- Born: 5 December 1929 Ilyich, Dobrinsky District, Central Black Earth Oblast, Russian SFSR, Soviet Union
- Died: 25 July 2026 (aged 96)
- Occupation: Farm leader
- Employer: Ilyich Collective Farm
- Known for: Sugar beet farming
- Awards: Order of Lenin

= Ekaterina Verzilina =

Russian farming leader (1929–2026)

Ekaterina Sergeyevna Verzilina (Екатерина Сергеевна Верзилина; 5 December 1929 – 25 July 2026) was a Russian farming leader and supervisor for the Ilyich Collective Farm in the Dobrinsky District, Central Black Earth Oblast. She was awarded the title of Hero of Socialist Labour in 1973.

==Early life and career==
Ekaterina Sergeyevna Verzilina was born on 5 December 1929, in Ilyich, Dobrinsky District, Lipetsk Oblast, into a family of communards.

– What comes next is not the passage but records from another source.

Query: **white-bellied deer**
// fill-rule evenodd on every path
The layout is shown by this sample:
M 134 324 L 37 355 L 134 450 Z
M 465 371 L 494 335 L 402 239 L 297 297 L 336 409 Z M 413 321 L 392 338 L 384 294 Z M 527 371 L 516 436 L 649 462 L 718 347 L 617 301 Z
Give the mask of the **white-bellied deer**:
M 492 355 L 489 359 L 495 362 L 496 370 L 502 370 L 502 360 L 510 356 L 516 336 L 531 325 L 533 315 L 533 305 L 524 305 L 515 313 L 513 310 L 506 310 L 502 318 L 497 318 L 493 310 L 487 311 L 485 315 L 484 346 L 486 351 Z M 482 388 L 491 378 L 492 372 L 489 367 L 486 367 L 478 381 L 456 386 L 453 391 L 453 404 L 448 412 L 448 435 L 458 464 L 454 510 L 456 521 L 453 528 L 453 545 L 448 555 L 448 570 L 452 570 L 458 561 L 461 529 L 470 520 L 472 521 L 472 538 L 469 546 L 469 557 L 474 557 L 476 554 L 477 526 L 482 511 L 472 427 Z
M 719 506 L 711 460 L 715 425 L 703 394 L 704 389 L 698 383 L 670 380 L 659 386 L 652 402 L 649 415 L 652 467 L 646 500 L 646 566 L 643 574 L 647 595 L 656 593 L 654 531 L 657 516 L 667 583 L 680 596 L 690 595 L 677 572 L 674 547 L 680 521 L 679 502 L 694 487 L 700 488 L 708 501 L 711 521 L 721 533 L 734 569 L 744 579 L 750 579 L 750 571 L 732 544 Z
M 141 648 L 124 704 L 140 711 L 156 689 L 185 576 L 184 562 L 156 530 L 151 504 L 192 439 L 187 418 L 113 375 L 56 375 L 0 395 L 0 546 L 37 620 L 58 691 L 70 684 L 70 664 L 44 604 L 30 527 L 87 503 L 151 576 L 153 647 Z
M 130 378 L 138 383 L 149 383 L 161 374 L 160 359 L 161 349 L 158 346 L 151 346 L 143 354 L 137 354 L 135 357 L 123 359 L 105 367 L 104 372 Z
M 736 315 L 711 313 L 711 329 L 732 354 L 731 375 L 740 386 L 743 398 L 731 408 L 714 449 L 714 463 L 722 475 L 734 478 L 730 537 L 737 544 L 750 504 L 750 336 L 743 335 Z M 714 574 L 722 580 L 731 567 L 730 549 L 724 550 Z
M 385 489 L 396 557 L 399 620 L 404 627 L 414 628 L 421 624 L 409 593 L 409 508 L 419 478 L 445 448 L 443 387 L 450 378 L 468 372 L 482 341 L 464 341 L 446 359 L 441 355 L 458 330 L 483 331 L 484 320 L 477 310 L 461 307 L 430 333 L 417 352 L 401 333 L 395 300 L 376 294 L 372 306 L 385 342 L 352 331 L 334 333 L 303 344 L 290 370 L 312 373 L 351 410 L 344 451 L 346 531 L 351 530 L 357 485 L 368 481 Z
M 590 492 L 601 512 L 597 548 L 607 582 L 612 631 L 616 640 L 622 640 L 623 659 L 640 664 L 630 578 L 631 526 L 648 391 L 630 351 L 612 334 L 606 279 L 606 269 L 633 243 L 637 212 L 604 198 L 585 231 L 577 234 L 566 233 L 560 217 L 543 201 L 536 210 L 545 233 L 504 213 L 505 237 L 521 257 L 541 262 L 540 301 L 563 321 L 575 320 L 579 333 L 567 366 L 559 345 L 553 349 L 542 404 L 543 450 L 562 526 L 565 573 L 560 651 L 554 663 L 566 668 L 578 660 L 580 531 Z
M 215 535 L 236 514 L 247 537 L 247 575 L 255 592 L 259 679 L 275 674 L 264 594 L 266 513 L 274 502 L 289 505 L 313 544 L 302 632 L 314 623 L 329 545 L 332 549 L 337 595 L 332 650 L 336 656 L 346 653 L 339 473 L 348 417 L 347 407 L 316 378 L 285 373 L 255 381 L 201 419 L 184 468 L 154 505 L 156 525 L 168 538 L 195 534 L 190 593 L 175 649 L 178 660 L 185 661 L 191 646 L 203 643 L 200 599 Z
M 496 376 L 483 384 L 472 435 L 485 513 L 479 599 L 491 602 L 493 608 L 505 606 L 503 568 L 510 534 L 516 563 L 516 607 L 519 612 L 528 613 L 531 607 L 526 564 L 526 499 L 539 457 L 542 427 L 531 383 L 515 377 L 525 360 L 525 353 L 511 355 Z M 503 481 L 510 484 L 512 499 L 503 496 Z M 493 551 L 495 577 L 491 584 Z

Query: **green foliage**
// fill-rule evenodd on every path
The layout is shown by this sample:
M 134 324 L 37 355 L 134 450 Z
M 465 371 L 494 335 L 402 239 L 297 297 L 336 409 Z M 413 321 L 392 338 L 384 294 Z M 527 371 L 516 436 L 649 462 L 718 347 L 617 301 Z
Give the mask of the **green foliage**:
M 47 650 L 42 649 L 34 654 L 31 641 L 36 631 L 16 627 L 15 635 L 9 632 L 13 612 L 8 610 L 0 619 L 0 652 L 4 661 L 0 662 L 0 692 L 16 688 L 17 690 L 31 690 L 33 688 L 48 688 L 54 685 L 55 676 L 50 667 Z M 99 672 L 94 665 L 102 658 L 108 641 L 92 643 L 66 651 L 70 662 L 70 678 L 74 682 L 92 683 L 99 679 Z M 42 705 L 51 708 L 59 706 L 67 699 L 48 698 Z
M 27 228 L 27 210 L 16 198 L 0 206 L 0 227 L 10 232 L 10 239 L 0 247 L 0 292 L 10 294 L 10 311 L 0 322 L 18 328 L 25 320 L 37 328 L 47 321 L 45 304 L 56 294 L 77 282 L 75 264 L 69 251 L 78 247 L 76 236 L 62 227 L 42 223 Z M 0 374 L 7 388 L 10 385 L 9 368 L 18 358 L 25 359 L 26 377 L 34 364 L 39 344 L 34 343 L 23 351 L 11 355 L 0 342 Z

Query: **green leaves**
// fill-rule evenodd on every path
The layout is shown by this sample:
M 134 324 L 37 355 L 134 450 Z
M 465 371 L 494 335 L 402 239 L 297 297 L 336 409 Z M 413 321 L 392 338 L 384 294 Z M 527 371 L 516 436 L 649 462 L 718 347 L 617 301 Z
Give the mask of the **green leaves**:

She completed seven years of education and began working at the age of 15 in 1944 on the Ilyich collective farm.

In the late 1950s, Verzilina was appointed the team leader of a sugar beet-growing brigade. Each year, the team, led by her, harvested approximately 400 centners of sugar beets per hectare. In 1971, she was awarded the Order of Lenin and in 1973, she was awarded the Hero of Socialist Labour. In 1973, its team produced an average of 506 centners of sugar beet per hectare, which is the most sugar beet collected since.

==Death==
Verzilina died on 25 July 2026, at the age of 96.